September 28, 2007

'Citizen Journalists' Evade Blackout On Myanmar News

P1-AJ134_Burman_20070927222652.jpg In the age of YouTube, cellphone cameras and text messaging, technology is playing a critical role in helping news organizations and international groups follow Myanmar's biggest protests in nearly two decades. The Wall Street Journal reports.

"Citizen witnesses are using cellphones and the Internet to beam out images of bloodied monks and street fires, subverting the Myanmar government's effort to control media coverage and present a sanitized version of the uprising.
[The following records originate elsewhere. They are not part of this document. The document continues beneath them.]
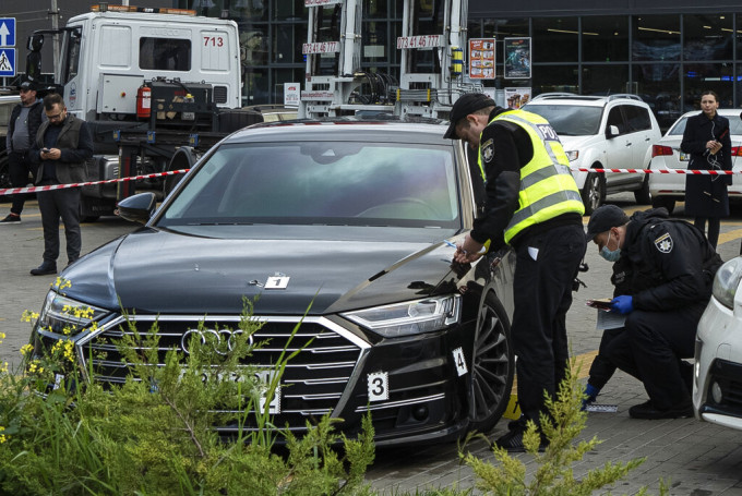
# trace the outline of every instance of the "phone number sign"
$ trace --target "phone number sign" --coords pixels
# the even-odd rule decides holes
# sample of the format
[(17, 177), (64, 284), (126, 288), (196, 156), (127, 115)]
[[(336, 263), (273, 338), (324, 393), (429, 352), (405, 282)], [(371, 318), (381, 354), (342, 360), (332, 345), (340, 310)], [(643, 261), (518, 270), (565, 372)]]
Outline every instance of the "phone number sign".
[(397, 48), (435, 48), (443, 46), (443, 35), (399, 36)]

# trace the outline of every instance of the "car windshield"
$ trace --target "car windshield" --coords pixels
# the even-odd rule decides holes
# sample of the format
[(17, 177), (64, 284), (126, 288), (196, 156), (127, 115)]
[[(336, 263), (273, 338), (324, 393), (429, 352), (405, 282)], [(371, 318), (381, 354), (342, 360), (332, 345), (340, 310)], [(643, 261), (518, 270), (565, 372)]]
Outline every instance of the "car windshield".
[(453, 150), (352, 142), (226, 144), (188, 178), (157, 225), (456, 228)]
[[(739, 116), (725, 116), (729, 119), (729, 128), (732, 136), (742, 134), (742, 119)], [(685, 124), (687, 123), (687, 117), (682, 117), (668, 131), (668, 136), (682, 136), (685, 132)]]
[(560, 136), (588, 136), (598, 133), (603, 109), (577, 105), (526, 105), (523, 110), (543, 117)]

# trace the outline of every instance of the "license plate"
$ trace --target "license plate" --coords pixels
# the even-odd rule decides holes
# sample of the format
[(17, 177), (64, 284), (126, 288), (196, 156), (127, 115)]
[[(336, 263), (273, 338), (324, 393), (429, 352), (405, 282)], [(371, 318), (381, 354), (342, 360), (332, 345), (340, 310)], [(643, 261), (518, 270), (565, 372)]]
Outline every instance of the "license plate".
[[(185, 367), (180, 370), (180, 375), (185, 373)], [(268, 396), (268, 390), (271, 389), (271, 383), (273, 382), (273, 378), (276, 376), (276, 371), (256, 371), (253, 374), (255, 378), (255, 386), (258, 387), (260, 391), (260, 398), (259, 398), (259, 409), (260, 411), (264, 411), (265, 409), (265, 402), (267, 401), (267, 396)], [(203, 382), (207, 382), (210, 379), (216, 379), (216, 380), (238, 380), (237, 376), (230, 376), (230, 377), (225, 377), (222, 374), (214, 374), (214, 375), (204, 375), (202, 377)], [(247, 378), (247, 377), (246, 377)], [(276, 385), (276, 390), (273, 392), (273, 398), (271, 398), (271, 402), (268, 403), (268, 413), (272, 415), (280, 413), (280, 383)]]
[[(259, 371), (255, 372), (255, 377), (262, 384), (260, 387), (260, 410), (264, 411), (265, 409), (265, 402), (267, 401), (267, 394), (268, 389), (271, 388), (271, 383), (273, 382), (273, 378), (275, 377), (276, 372), (275, 371)], [(276, 385), (276, 390), (273, 391), (273, 398), (271, 398), (271, 402), (268, 403), (268, 413), (272, 415), (280, 413), (280, 383)]]

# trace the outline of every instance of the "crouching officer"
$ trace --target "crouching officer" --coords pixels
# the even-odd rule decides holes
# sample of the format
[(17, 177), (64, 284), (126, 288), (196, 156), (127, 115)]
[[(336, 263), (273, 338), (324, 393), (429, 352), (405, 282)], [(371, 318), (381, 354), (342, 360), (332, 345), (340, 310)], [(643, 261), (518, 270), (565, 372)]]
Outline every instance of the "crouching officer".
[(630, 416), (692, 416), (692, 368), (682, 359), (693, 356), (721, 258), (701, 230), (665, 208), (637, 211), (627, 222), (615, 208), (596, 209), (587, 226), (601, 256), (621, 262), (621, 287), (632, 288), (611, 301), (612, 312), (626, 315), (624, 331), (600, 352), (644, 384), (649, 401), (630, 408)]
[[(444, 137), (479, 152), (484, 214), (454, 254), (458, 263), (491, 250), (515, 249), (511, 336), (517, 355), (522, 419), (495, 444), (523, 451), (528, 420), (539, 423), (544, 391), (554, 397), (569, 360), (566, 313), (572, 283), (585, 255), (585, 207), (556, 133), (540, 116), (496, 107), (482, 94), (459, 97)], [(543, 439), (546, 444), (546, 439)]]

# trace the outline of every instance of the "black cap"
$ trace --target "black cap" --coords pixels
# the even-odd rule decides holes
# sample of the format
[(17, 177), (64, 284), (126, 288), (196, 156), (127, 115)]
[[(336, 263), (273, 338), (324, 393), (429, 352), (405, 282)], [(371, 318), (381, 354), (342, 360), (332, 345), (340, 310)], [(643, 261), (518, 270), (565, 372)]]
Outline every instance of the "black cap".
[(36, 83), (34, 83), (31, 80), (26, 80), (19, 85), (19, 89), (31, 89), (31, 90), (35, 92), (36, 90)]
[(587, 241), (608, 231), (610, 228), (618, 228), (629, 222), (626, 214), (615, 205), (603, 205), (595, 209), (587, 222)]
[(494, 106), (494, 100), (483, 93), (467, 93), (466, 95), (462, 95), (451, 109), (451, 113), (448, 114), (451, 124), (448, 124), (448, 130), (443, 137), (446, 140), (459, 140), (459, 137), (456, 136), (456, 123), (458, 123), (458, 121), (477, 110)]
... The BBC, which has a Burmese language Web site and radio service, is encouraging its audience to send in photos, like the ones it received of a monk's monastery that had been ransacked by authorities.

Time Warner Inc.'s CNN, which had its own reporter in Myanmar on Wednesday, has also been airing 65 clips and pictures from tourists and Myanmar residents sent in via its "ireport" citizen-journalist system.

"When traditional methods and professional journalists can't provide footage, and personal safety allows, citizens rise to the challenge time and again, often with remarkable material," said Ellana Lee, the managing editor of CNN Asia Pacific in an email. "Even in countries like Myanmar, the spread of the Internet and mobile phones has meant that footage will always continue to get through and the story will be told, one way or another."

Still, working with inexperienced journalists can be a challenge for news organizations that want to publish credible, balanced information. Reuters, which has a reporter stationed in Yangon, says content from citizen journalists is rigorously checked for accuracy.

Speaking of his correspondents, Aung Zaw, the editor of Irrawaddy, says, "They are doing their job on the ground, and nobody is even giving them the assignment. It is our job to check again with our sources, to see how close to the truth it is."